松山は冷静な判断力と精神力でメダル獲得を果たし、笑顔を輝かせた。

ゴルフファンは松山と山下の健闘を称賛し、彼らの努力を讃えている。

「涙する姿は痛々しかった…」松山英樹“笑顔の銅メダル”と対照的だった山下美夢の初五輪…4年後は男女混合団体戦も?「メダルのチャンス増える」

 パリ五輪の男子ゴルフは、松山英樹が銅メダルを獲得し、日本のゴルフファンを狂喜させた。一方、女子ゴルフでは、山下美夢有が最終日に一時は首位に並び、金メダルに迫ったが、最終的には4位タイに終わり、メダル獲得はならなかった。

 日ごろは表情が硬い松山が珍しく笑顔を輝かせたのに対し、JLPGAの小林浩美会長の腕の中で号泣した山下の姿は痛々しかった。

 日ごろはスコアや順位より、プレーの内容やショットの手ごたえを重視することが多い松山が、パリ五輪では「内容はどうでもいい」と言い放ち、是が非でも3位までに入ることを目指し、そして彼は銅メダリストになった。しかし、メダルを逃した山下は「やっぱりメダルを獲らないと」と、自身の結果を何より悔やんだ。

 そう、メダルを手にした松山の大健闘は誰もが認めるものだった。だが、「山下はメダルが獲れなかったから大健闘ではなかった」などと言うゴルフファンが、いるはずはない。

 日本のゴルファー、日本の人々は「松山は、よくやった。山下も、よく頑張った」と、心の底から讃えているはずである。

 今思えば、松山と五輪ゴルフの縁は、最初はきわめて希薄だった。2016年リオ五輪でゴルフが112年ぶりに五輪競技として復活することが決まったとき、彼はこう言った。

「小さいころからメジャーで勝つことを目指してゴルフをしてきたので、突然、五輪でメダルを目指せと言われてもピンと来ない」

 当時は現地ブラジルの治安悪化が激しくなり、ジカ熱なるものも蔓延していた。そんな事情を重く見たPGAツアーのトッププレーヤーの多くが、次々に出場を辞退した。そして松山も、出場資格を有していながら、リオ五輪には出ないという苦渋の決断を下した。

 しかし、次なる東京五輪は母国開催ゆえに、彼は迷わず出場した。だが、馴染み深い霞ヶ関カンツリー倶楽部が舞台だったにもかかわらず、7人によるプレーオフを勝ち抜くことができず、銅メダルを獲りそこなった悔しさが、彼の心に火をつけた。

 そんな経緯があったからこそ、パリ五輪に臨んだ松山は「内容はどうでもいい」とまで言い放ったのだ。

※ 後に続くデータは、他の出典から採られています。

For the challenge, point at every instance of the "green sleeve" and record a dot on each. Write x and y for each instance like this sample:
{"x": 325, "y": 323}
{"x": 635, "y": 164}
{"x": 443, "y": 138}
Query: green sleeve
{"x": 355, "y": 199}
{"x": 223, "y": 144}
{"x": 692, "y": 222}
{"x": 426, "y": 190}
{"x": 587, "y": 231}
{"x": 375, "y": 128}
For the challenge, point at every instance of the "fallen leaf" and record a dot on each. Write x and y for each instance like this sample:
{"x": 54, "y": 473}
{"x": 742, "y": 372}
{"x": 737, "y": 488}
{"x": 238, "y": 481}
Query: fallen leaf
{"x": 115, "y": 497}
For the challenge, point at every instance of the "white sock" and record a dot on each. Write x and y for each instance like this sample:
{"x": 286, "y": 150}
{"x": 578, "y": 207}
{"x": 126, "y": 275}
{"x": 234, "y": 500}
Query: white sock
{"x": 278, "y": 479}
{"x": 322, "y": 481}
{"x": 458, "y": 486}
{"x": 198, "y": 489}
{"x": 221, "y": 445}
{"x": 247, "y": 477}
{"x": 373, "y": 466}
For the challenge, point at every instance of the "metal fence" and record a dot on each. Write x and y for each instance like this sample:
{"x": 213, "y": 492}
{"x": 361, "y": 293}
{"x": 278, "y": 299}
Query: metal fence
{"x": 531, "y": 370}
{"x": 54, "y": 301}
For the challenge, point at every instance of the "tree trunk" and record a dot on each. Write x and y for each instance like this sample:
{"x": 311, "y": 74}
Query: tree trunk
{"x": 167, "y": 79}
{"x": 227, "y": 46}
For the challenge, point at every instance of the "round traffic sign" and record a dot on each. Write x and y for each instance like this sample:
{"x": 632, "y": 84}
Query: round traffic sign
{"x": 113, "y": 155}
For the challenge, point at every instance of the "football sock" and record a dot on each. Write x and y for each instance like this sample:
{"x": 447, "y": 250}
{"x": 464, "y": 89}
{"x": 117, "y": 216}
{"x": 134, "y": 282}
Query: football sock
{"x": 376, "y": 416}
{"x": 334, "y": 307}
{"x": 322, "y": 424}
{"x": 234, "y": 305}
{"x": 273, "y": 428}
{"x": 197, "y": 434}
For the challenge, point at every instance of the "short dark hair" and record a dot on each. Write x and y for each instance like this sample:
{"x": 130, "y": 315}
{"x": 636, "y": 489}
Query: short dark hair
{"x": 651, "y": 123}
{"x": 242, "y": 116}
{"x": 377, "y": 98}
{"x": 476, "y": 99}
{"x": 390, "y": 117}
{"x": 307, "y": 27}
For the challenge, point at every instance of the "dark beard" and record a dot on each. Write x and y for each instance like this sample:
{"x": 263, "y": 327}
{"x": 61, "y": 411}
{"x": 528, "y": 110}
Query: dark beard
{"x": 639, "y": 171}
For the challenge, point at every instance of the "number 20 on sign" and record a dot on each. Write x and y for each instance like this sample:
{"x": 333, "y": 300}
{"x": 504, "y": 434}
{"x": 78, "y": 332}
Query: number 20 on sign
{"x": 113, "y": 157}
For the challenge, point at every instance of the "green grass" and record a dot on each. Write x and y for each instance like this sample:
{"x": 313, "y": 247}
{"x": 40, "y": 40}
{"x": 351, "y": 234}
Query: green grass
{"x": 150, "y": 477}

 しかし、どうしても手に入れたいと思うものは、追いかけすぎると逃げていく。マスターズ覇者で百戦錬磨の松山は「押し」と「引き」の絶妙な塩梅が求められることをよく知っていたはずである。

 だからこそ、パリ五輪で見せた彼の戦いぶりは、メダルに手を伸ばして掴み取ろうとするのではなく、淡々とプレーして着実にスコアを積み上げ、静かにメダルににじり寄るようなゴルフだった。

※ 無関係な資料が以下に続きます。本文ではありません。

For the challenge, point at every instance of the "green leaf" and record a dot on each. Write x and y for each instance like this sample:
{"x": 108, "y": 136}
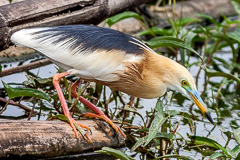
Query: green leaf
{"x": 156, "y": 31}
{"x": 211, "y": 73}
{"x": 128, "y": 14}
{"x": 175, "y": 156}
{"x": 165, "y": 135}
{"x": 138, "y": 143}
{"x": 170, "y": 42}
{"x": 217, "y": 155}
{"x": 172, "y": 112}
{"x": 115, "y": 153}
{"x": 209, "y": 142}
{"x": 236, "y": 6}
{"x": 224, "y": 37}
{"x": 19, "y": 92}
{"x": 236, "y": 134}
{"x": 211, "y": 19}
{"x": 157, "y": 123}
{"x": 186, "y": 20}
{"x": 235, "y": 35}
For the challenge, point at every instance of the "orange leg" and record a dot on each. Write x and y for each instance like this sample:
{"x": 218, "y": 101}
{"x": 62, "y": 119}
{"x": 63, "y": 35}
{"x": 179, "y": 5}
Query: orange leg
{"x": 99, "y": 114}
{"x": 56, "y": 79}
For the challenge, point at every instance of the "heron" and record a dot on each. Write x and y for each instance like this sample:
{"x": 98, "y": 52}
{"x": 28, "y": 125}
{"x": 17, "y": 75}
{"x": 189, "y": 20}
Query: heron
{"x": 108, "y": 57}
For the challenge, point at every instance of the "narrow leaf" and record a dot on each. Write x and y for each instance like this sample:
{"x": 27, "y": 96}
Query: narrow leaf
{"x": 211, "y": 73}
{"x": 114, "y": 19}
{"x": 206, "y": 141}
{"x": 216, "y": 155}
{"x": 211, "y": 19}
{"x": 156, "y": 31}
{"x": 19, "y": 92}
{"x": 138, "y": 143}
{"x": 175, "y": 156}
{"x": 115, "y": 153}
{"x": 157, "y": 123}
{"x": 235, "y": 35}
{"x": 236, "y": 133}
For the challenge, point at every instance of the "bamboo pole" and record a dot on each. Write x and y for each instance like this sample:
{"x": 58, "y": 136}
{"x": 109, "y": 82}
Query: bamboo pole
{"x": 44, "y": 139}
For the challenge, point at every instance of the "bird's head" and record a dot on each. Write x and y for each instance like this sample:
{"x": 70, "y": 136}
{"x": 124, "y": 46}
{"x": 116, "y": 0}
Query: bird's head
{"x": 185, "y": 84}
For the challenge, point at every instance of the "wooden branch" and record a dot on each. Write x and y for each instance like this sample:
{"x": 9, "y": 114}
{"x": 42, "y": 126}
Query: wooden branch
{"x": 26, "y": 67}
{"x": 16, "y": 104}
{"x": 31, "y": 13}
{"x": 42, "y": 139}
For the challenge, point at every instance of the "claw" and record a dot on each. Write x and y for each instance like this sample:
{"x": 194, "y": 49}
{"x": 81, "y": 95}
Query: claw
{"x": 104, "y": 117}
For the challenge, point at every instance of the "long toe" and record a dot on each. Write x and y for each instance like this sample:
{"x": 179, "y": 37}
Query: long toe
{"x": 78, "y": 127}
{"x": 105, "y": 118}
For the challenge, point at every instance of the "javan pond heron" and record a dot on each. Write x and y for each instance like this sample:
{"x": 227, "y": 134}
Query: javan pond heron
{"x": 111, "y": 58}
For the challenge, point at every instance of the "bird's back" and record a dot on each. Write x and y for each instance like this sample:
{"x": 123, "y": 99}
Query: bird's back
{"x": 91, "y": 52}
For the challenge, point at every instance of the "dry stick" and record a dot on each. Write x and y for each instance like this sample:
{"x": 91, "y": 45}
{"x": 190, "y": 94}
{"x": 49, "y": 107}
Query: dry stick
{"x": 178, "y": 124}
{"x": 26, "y": 67}
{"x": 4, "y": 108}
{"x": 16, "y": 104}
{"x": 30, "y": 115}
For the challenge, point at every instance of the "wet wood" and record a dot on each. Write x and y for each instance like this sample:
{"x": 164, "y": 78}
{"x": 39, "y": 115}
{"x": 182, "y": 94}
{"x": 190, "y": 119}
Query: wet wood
{"x": 42, "y": 139}
{"x": 32, "y": 13}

 初日から首位発進した松山は、しかし2日目の18番では池に落としてダブルボギー。3日目はパットに苦しみ、4位タイへ後退。松山はメダルから遠のいたかに見られていた。

 しかし、最終日は首位を走っていたジョン・ラームやザンダー・シャウフェレ、猛チャージをかけてきたローリー・マキロイらが、ラフや池に苦しんで自滅する波乱があった。

 その中で、ボギーを1つも叩かなかった米国のスコッティ・シェフラーが通算19アンダーで金メダルを獲得。1つボギーを喫したら2倍3倍のバーディーを奪っていった英国のトミー・フリートウッドが通算18アンダーで銀メダルを手に入れた。

 そして、シェフラー同様、ボギーフリーで回った松山が、通算17アンダーとして、東京五輪で獲り損なった銅メダルを手に入れ、雪辱を果たした。

 小さなピンチには何度か見舞われた松山だが、この日の彼にはラック(幸運)もあった。そして何より、冷静な判断力と実行力、何にも動じない精神力があったからこそ、ピンチをチャンスに変えることができた。

 攻撃的なゴルフではなく、着実に前進し続ける静かな攻めで、彼はメダルを手に入れ、明るい笑顔を輝かせた。